The awkward reality: The case against Morris relies heavily on the statements of his parents.
Bierwiler's family has also filed a wrongful death lawsuit against Morris and his parents seeking financial damages in excess of $15,000. It alleges five counts of negligence, claiming that the Lyles knew and consented to Morris operating the SUV — language needed for an insurance claim against them for culpable negligence.
In court Friday, Rushing also set Nov. 5 as a date for attorneys to take the depositions of the Lyles.
Magrino had filed a motion Sept. 24 asking Rushing to order the Lyles' criminal and civil attorneys to agree upon a date after previous depositions were canceled. The Lyles' civil attorney, Virgil William Wright III, responded with a motion Thursday to strike Magrino's request, arguing the prosecutor had "misstated the facts surrounding the scheduling" of the deposition.

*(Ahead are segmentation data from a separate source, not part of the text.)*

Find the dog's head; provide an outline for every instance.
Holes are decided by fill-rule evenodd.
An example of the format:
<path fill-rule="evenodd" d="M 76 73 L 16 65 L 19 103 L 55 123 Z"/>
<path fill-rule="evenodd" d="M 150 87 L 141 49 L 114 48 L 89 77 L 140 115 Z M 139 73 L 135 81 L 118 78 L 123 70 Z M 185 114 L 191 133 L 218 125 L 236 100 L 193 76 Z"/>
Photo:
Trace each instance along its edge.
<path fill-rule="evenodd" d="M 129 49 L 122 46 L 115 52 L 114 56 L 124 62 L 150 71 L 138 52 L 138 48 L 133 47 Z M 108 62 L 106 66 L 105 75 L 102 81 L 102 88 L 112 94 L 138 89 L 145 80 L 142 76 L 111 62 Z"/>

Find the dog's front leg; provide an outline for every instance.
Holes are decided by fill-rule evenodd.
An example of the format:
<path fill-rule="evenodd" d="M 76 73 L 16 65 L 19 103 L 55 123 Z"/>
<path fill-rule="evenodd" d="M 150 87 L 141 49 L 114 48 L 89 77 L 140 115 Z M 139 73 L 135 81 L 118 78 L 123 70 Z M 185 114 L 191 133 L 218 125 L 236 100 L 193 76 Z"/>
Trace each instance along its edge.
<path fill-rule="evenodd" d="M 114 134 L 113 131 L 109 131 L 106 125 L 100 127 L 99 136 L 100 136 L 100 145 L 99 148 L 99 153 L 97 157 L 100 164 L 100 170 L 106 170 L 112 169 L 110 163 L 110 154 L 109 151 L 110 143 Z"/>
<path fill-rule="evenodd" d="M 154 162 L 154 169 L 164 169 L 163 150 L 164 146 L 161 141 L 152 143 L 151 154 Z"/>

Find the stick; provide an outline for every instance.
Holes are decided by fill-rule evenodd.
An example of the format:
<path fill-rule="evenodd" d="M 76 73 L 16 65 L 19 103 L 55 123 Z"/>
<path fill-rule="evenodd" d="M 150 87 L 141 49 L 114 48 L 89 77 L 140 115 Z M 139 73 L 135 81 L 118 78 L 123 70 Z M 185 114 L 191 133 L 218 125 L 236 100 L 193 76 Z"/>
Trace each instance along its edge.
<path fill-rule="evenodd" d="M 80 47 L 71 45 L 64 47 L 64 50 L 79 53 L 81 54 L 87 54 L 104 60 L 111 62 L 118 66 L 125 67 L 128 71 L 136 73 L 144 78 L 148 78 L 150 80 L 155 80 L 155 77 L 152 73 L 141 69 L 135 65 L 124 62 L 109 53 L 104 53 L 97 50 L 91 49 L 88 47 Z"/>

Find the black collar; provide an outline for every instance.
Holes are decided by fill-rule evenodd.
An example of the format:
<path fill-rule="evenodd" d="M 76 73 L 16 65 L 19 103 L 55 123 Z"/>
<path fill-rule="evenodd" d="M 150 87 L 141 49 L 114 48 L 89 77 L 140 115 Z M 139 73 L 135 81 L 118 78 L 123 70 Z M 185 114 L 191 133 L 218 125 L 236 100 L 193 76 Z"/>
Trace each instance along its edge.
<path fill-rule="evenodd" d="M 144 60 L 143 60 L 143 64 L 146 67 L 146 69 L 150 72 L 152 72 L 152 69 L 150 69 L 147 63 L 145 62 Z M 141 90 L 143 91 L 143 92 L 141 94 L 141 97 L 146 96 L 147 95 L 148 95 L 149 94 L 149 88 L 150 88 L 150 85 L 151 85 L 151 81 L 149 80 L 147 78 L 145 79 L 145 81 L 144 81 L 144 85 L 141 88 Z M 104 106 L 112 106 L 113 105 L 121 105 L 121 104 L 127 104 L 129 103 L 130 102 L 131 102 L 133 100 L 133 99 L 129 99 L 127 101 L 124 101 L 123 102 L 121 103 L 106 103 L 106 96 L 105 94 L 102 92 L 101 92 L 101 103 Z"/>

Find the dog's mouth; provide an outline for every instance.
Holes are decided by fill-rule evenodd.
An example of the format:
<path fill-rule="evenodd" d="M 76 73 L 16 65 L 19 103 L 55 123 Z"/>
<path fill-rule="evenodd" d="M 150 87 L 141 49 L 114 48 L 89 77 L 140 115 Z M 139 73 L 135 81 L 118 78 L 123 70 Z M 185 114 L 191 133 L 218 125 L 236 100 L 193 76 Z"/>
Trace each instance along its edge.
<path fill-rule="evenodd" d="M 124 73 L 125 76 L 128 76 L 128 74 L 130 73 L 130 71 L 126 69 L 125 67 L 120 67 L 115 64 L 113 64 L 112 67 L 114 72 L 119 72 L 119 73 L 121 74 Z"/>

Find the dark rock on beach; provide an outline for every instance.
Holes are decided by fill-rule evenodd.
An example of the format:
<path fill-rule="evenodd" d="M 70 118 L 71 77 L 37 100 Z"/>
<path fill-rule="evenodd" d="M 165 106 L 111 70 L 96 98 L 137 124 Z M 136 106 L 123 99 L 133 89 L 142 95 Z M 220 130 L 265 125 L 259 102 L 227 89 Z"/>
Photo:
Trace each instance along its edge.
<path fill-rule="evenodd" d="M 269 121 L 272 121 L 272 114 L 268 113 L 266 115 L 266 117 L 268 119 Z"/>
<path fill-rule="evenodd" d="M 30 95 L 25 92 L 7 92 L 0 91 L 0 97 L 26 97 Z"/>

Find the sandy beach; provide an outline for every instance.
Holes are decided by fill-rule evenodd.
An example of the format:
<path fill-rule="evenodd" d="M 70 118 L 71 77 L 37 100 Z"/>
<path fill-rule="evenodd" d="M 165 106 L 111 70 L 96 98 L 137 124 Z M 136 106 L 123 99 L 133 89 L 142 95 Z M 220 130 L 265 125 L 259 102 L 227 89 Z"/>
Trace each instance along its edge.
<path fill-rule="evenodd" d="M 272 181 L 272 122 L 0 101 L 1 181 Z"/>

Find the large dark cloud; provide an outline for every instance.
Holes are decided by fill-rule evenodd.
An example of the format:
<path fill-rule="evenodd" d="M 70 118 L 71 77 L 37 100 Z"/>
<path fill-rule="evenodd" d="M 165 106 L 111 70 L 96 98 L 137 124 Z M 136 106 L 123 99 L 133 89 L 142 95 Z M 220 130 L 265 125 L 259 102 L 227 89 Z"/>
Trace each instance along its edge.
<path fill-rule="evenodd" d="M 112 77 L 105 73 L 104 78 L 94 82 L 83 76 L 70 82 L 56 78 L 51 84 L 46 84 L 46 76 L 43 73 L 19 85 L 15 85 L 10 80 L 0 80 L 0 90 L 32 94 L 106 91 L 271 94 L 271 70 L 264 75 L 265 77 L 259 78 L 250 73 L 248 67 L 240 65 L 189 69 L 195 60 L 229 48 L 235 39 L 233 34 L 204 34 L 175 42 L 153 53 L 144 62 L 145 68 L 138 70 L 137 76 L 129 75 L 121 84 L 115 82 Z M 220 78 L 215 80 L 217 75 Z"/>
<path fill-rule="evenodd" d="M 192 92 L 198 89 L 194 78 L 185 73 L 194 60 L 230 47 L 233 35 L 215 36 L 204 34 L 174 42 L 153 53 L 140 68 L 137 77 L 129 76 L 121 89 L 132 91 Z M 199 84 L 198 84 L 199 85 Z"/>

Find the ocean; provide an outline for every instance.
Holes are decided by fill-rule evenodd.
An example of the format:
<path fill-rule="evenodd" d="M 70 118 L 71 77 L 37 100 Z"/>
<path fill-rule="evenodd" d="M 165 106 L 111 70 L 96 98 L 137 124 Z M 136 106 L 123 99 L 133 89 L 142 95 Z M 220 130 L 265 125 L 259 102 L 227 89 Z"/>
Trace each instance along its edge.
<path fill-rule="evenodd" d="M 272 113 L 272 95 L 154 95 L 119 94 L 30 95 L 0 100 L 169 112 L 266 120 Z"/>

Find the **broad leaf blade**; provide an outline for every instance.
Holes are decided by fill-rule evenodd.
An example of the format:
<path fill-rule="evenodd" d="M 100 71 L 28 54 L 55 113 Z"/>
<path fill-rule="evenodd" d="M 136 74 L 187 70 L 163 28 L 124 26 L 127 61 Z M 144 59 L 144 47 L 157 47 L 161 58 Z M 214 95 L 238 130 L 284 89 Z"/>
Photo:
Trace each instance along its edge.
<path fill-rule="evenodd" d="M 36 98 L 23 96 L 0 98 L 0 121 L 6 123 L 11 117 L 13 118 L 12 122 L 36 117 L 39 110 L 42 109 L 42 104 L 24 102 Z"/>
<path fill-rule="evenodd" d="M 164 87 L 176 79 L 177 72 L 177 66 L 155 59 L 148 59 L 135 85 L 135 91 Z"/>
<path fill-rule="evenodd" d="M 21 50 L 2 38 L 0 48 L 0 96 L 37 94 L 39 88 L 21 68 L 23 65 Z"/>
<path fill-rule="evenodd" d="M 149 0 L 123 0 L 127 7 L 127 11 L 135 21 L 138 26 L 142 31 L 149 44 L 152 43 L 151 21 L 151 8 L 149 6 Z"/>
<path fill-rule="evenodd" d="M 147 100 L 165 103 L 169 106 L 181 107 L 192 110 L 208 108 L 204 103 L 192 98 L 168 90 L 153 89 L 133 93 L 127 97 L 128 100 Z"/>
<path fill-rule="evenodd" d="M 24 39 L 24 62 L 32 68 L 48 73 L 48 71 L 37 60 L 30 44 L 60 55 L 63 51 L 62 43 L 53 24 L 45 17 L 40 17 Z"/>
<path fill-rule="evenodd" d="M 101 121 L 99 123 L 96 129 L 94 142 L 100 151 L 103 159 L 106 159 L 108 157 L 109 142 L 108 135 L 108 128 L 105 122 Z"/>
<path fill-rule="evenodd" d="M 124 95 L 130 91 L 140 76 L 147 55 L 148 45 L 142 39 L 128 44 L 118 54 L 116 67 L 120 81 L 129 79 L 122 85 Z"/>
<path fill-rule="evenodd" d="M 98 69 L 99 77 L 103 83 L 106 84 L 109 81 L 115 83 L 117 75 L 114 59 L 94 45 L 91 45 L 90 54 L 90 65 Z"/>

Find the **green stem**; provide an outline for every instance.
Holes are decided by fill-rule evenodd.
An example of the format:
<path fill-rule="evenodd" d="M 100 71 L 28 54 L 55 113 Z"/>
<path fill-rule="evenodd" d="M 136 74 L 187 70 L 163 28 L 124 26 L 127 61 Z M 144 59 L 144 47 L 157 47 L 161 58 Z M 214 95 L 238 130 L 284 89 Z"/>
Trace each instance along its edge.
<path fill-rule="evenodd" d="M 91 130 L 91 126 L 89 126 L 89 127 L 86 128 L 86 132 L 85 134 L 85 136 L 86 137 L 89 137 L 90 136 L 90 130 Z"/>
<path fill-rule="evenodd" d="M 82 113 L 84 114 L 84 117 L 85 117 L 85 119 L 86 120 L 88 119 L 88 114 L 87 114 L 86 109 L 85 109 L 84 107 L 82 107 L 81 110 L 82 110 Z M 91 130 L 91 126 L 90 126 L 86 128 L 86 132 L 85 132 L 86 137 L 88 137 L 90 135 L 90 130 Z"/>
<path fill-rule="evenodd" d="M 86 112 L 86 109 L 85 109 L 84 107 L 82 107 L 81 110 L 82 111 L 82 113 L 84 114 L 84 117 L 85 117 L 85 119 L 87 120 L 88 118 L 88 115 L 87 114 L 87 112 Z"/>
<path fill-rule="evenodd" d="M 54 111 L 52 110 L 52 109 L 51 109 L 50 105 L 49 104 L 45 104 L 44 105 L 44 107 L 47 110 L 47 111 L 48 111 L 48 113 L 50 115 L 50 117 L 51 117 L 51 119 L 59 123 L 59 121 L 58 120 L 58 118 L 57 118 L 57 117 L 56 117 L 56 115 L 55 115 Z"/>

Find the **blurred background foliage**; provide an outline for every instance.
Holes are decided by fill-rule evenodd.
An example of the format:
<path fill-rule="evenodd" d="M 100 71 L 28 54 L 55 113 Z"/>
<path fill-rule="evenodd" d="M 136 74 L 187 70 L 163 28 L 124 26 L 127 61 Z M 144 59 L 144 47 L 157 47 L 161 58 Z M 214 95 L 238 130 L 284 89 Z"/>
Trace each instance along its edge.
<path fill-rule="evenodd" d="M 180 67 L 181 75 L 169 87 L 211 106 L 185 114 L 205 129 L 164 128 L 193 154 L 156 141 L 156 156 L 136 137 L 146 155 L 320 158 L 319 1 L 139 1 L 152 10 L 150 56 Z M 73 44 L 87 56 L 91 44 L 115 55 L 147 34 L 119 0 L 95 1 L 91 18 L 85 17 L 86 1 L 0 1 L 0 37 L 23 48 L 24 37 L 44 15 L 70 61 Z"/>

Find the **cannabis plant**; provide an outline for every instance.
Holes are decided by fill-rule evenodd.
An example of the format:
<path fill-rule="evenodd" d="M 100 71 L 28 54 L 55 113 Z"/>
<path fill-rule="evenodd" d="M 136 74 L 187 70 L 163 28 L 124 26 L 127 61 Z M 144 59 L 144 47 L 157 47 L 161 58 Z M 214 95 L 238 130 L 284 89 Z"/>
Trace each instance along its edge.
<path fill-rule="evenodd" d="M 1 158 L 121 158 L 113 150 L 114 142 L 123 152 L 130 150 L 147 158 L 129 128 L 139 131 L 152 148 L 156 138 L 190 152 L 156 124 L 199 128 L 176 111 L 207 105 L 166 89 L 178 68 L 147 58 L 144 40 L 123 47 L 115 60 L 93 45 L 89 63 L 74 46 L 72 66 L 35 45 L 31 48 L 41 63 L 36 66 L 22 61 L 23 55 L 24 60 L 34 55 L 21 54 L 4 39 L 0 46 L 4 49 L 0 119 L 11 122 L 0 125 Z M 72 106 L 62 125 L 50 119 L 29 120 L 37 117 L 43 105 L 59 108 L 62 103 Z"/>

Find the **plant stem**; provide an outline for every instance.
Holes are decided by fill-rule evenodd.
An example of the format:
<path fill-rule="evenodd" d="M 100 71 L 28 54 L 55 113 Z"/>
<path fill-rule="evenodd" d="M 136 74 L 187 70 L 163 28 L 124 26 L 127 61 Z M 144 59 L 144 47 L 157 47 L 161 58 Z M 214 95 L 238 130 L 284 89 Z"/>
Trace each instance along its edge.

Wright did not immediately respond to a message seeking comment Friday.
Magrino said it was the first time in nearly 30 years as a prosecutor that he had ever filed that sort of motion. But the prosecutor said he had little choice, as he was insistent on coming to some sort of resolution in the case.
Hinting that the problem may not be with the family but with their representatives, Magrino noted, "From day one, the Lyles have been cooperative with law enforcement. … I don't think Mr. and Mrs. Lyle are trying to be the obstructionists here."
And Magrino acknowledged — as he has before — that his urgency to push this case is in part because of the high priority he places on homicide cases involving law enforcement officers.
"All victims are important," Magrino said. "But law enforcement victims and families are the cases I give most priority to."